Not a great showing for the Heaters in O-town against the Van Gundies. It's why I wrote recently that if these young guys have to see much time this season it's going to be ugly. Because it was UGLY against the Magic, with Jason Williams sitting out, joining Shaq and Dwyane.
That left guys like Jeremy Richardson having plays run for him, which didn't turn out well at all. He apparently is unaware of Dwight Howard's physical abilities, because he tried to finish over him and was rejected a couple times.
I'm kind of flummoxed by the whole idea of guys like Richardson and Daequan Cook getting plays run for them in this game to begin with. Shouldn't Dorell get more looks to try to get into a play-making comfort zone. I mean, you already KNOW he has to play. Those other guys, if all goes well, won't see the floor in key spots anyway.
That said, when Dorell did try to do anything in this game, the result wasn't good. Maybe his quad was bothering him, but he didn't look especially quick, and his decision making was either poor or, once again, just passive. Plus he got into foul trouble, and he got yelled at for covering J.J. Redick poorly on one particular possession. It's the kind of performance that could easily have Riles not only ripping into his forward but once again looking outside the organization for help at that position. I might be overstating it a bit, but it's easy to see how Riley can be upset with Dorell, and he's not the most patient of coaches when it comes to young players. I think Dorell has looked real frustrated the last couple of games, and I'd like to pick his brain to see what he's upset about.
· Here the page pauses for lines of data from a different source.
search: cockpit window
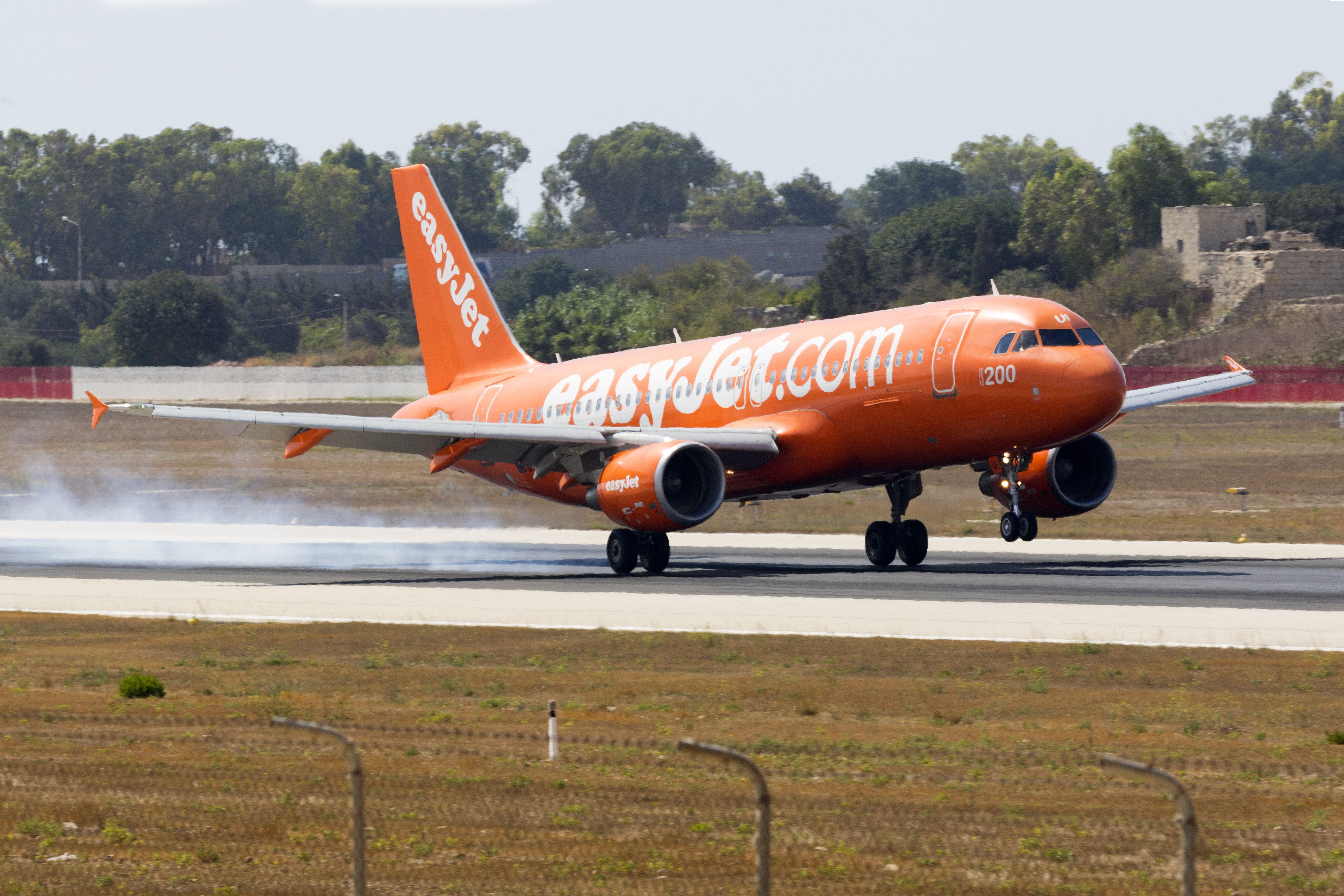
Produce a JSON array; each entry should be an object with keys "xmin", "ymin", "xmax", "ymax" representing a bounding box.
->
[{"xmin": 1040, "ymin": 329, "xmax": 1078, "ymax": 347}]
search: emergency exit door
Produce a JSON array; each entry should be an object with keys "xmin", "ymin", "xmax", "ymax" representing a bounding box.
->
[{"xmin": 931, "ymin": 312, "xmax": 976, "ymax": 395}]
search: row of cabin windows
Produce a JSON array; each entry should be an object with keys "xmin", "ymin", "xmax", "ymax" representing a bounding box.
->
[
  {"xmin": 995, "ymin": 326, "xmax": 1105, "ymax": 355},
  {"xmin": 500, "ymin": 348, "xmax": 923, "ymax": 423}
]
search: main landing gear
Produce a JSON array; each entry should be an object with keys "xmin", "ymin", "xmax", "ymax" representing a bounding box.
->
[
  {"xmin": 999, "ymin": 454, "xmax": 1036, "ymax": 541},
  {"xmin": 606, "ymin": 529, "xmax": 672, "ymax": 575},
  {"xmin": 863, "ymin": 473, "xmax": 929, "ymax": 567}
]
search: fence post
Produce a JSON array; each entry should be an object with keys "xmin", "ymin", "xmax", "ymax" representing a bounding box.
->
[
  {"xmin": 270, "ymin": 716, "xmax": 364, "ymax": 896},
  {"xmin": 676, "ymin": 737, "xmax": 770, "ymax": 896},
  {"xmin": 1098, "ymin": 754, "xmax": 1196, "ymax": 896}
]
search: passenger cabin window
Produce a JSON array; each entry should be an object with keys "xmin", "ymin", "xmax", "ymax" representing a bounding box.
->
[
  {"xmin": 1040, "ymin": 329, "xmax": 1078, "ymax": 347},
  {"xmin": 1078, "ymin": 326, "xmax": 1106, "ymax": 345}
]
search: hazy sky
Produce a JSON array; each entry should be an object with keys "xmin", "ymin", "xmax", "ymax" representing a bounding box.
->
[{"xmin": 0, "ymin": 0, "xmax": 1344, "ymax": 215}]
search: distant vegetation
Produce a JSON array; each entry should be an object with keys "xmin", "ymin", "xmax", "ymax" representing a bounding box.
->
[{"xmin": 0, "ymin": 73, "xmax": 1344, "ymax": 364}]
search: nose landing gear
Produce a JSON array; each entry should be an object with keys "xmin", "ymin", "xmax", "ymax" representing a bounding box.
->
[
  {"xmin": 606, "ymin": 529, "xmax": 672, "ymax": 575},
  {"xmin": 863, "ymin": 473, "xmax": 929, "ymax": 567},
  {"xmin": 999, "ymin": 454, "xmax": 1036, "ymax": 541}
]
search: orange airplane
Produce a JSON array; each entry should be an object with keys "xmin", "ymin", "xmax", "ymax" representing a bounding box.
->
[{"xmin": 89, "ymin": 165, "xmax": 1255, "ymax": 573}]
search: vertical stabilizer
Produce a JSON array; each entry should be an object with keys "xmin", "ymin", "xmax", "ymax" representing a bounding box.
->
[{"xmin": 392, "ymin": 165, "xmax": 536, "ymax": 395}]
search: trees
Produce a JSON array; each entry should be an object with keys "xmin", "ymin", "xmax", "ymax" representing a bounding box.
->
[
  {"xmin": 408, "ymin": 121, "xmax": 530, "ymax": 253},
  {"xmin": 859, "ymin": 159, "xmax": 966, "ymax": 227},
  {"xmin": 1184, "ymin": 115, "xmax": 1250, "ymax": 175},
  {"xmin": 1106, "ymin": 124, "xmax": 1195, "ymax": 248},
  {"xmin": 817, "ymin": 227, "xmax": 882, "ymax": 317},
  {"xmin": 542, "ymin": 121, "xmax": 719, "ymax": 239},
  {"xmin": 1012, "ymin": 159, "xmax": 1120, "ymax": 286},
  {"xmin": 870, "ymin": 190, "xmax": 1020, "ymax": 296},
  {"xmin": 952, "ymin": 134, "xmax": 1078, "ymax": 196},
  {"xmin": 491, "ymin": 255, "xmax": 611, "ymax": 318},
  {"xmin": 686, "ymin": 164, "xmax": 780, "ymax": 230},
  {"xmin": 109, "ymin": 270, "xmax": 234, "ymax": 367},
  {"xmin": 321, "ymin": 140, "xmax": 402, "ymax": 265},
  {"xmin": 774, "ymin": 168, "xmax": 841, "ymax": 227},
  {"xmin": 512, "ymin": 284, "xmax": 661, "ymax": 359},
  {"xmin": 285, "ymin": 161, "xmax": 368, "ymax": 265},
  {"xmin": 1258, "ymin": 184, "xmax": 1344, "ymax": 247},
  {"xmin": 1242, "ymin": 71, "xmax": 1344, "ymax": 191}
]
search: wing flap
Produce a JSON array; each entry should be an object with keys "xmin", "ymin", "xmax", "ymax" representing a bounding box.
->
[
  {"xmin": 1120, "ymin": 359, "xmax": 1255, "ymax": 414},
  {"xmin": 97, "ymin": 404, "xmax": 780, "ymax": 466}
]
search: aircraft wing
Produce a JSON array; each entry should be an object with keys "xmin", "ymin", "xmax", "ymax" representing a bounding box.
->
[
  {"xmin": 89, "ymin": 394, "xmax": 780, "ymax": 470},
  {"xmin": 1120, "ymin": 356, "xmax": 1255, "ymax": 414}
]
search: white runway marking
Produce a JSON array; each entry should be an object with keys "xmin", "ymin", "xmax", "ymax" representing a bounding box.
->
[
  {"xmin": 8, "ymin": 520, "xmax": 1344, "ymax": 560},
  {"xmin": 0, "ymin": 576, "xmax": 1344, "ymax": 650}
]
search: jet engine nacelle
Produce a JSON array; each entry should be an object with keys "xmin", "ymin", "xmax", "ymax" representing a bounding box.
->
[
  {"xmin": 587, "ymin": 441, "xmax": 727, "ymax": 532},
  {"xmin": 980, "ymin": 433, "xmax": 1118, "ymax": 518}
]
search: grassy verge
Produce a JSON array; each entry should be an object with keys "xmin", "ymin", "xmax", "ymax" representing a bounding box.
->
[{"xmin": 0, "ymin": 614, "xmax": 1344, "ymax": 895}]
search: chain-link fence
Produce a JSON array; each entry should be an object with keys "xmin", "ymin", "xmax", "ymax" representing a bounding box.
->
[{"xmin": 0, "ymin": 713, "xmax": 1344, "ymax": 895}]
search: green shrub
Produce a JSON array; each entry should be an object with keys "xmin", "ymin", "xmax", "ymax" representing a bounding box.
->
[
  {"xmin": 99, "ymin": 818, "xmax": 136, "ymax": 846},
  {"xmin": 117, "ymin": 674, "xmax": 165, "ymax": 700}
]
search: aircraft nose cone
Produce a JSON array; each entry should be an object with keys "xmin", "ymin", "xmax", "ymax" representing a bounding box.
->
[{"xmin": 1062, "ymin": 352, "xmax": 1125, "ymax": 426}]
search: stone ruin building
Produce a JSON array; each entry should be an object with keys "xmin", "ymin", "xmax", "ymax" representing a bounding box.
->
[{"xmin": 1126, "ymin": 204, "xmax": 1344, "ymax": 367}]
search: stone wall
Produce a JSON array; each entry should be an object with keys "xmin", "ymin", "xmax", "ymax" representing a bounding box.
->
[
  {"xmin": 483, "ymin": 227, "xmax": 836, "ymax": 278},
  {"xmin": 1162, "ymin": 204, "xmax": 1265, "ymax": 281},
  {"xmin": 1125, "ymin": 294, "xmax": 1344, "ymax": 365},
  {"xmin": 1200, "ymin": 248, "xmax": 1344, "ymax": 326},
  {"xmin": 36, "ymin": 258, "xmax": 402, "ymax": 293}
]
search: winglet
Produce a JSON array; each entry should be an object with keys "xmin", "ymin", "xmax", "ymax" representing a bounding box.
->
[{"xmin": 85, "ymin": 392, "xmax": 107, "ymax": 430}]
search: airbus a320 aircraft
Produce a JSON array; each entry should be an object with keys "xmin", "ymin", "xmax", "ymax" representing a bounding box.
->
[{"xmin": 89, "ymin": 165, "xmax": 1255, "ymax": 573}]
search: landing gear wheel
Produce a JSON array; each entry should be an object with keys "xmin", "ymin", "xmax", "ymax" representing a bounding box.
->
[
  {"xmin": 898, "ymin": 520, "xmax": 929, "ymax": 567},
  {"xmin": 640, "ymin": 532, "xmax": 672, "ymax": 575},
  {"xmin": 863, "ymin": 520, "xmax": 897, "ymax": 567},
  {"xmin": 1019, "ymin": 510, "xmax": 1036, "ymax": 541},
  {"xmin": 606, "ymin": 529, "xmax": 640, "ymax": 575}
]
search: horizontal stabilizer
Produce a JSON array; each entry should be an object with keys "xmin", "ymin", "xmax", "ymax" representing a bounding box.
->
[{"xmin": 1120, "ymin": 357, "xmax": 1255, "ymax": 414}]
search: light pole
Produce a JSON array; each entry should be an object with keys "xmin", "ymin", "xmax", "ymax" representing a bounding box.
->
[
  {"xmin": 60, "ymin": 215, "xmax": 83, "ymax": 284},
  {"xmin": 332, "ymin": 293, "xmax": 349, "ymax": 347}
]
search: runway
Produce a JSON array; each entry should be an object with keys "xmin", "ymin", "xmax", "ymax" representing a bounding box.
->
[{"xmin": 0, "ymin": 521, "xmax": 1344, "ymax": 650}]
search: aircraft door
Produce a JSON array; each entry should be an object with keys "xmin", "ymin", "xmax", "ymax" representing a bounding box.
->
[
  {"xmin": 472, "ymin": 384, "xmax": 504, "ymax": 423},
  {"xmin": 931, "ymin": 312, "xmax": 976, "ymax": 395},
  {"xmin": 734, "ymin": 367, "xmax": 761, "ymax": 411},
  {"xmin": 747, "ymin": 364, "xmax": 770, "ymax": 407}
]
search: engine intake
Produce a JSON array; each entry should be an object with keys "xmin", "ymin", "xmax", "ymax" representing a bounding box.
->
[
  {"xmin": 980, "ymin": 433, "xmax": 1118, "ymax": 518},
  {"xmin": 594, "ymin": 441, "xmax": 727, "ymax": 532}
]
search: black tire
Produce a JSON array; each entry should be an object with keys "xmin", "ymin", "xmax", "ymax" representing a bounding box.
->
[
  {"xmin": 863, "ymin": 520, "xmax": 897, "ymax": 567},
  {"xmin": 606, "ymin": 529, "xmax": 640, "ymax": 575},
  {"xmin": 640, "ymin": 532, "xmax": 672, "ymax": 575},
  {"xmin": 898, "ymin": 520, "xmax": 929, "ymax": 567},
  {"xmin": 1020, "ymin": 510, "xmax": 1036, "ymax": 541}
]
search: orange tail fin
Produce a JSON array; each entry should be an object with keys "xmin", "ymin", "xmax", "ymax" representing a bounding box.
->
[
  {"xmin": 85, "ymin": 392, "xmax": 107, "ymax": 430},
  {"xmin": 392, "ymin": 165, "xmax": 536, "ymax": 394}
]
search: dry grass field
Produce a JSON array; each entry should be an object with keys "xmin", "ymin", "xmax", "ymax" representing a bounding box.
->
[
  {"xmin": 0, "ymin": 614, "xmax": 1344, "ymax": 896},
  {"xmin": 0, "ymin": 402, "xmax": 1344, "ymax": 543}
]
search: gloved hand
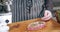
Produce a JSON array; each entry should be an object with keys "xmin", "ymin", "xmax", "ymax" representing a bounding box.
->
[{"xmin": 41, "ymin": 10, "xmax": 52, "ymax": 21}]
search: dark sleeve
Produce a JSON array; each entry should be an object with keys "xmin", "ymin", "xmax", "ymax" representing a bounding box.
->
[{"xmin": 45, "ymin": 0, "xmax": 53, "ymax": 11}]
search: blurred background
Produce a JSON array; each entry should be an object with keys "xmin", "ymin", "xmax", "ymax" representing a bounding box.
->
[{"xmin": 0, "ymin": 0, "xmax": 60, "ymax": 23}]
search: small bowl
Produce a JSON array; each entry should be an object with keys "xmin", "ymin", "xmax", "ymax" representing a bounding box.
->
[{"xmin": 28, "ymin": 21, "xmax": 45, "ymax": 30}]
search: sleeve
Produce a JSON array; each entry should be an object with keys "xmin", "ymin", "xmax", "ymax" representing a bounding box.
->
[{"xmin": 45, "ymin": 0, "xmax": 53, "ymax": 11}]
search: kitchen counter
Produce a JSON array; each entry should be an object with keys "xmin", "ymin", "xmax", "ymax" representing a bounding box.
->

No one looked particularly good (Udonis, Antoine, Zo and Smush were about the only players who looked like they knew what they were doing), but Chris Quinn was pretty shaky after sitting out the last game, and Richardson had his worst game of the preseason.
My first look at Daequan Cook, and he looked a little better than I thought he would. You could see some potential in him, as long as his shot selection is good and he doesn't try to do too much.

Not much more to say about this one, other than I think the Magic is going to be a pretty good team -- somewhere between 46 and 52 wins, IMO. They have some really good shooters (and Rashard Lewis didn't even play in this game), and if they get a good running game going and a decent dose of Dwight Howard in the post, offense will not be a problem. And SVG can coach some defense, so that should also be strong, eventually.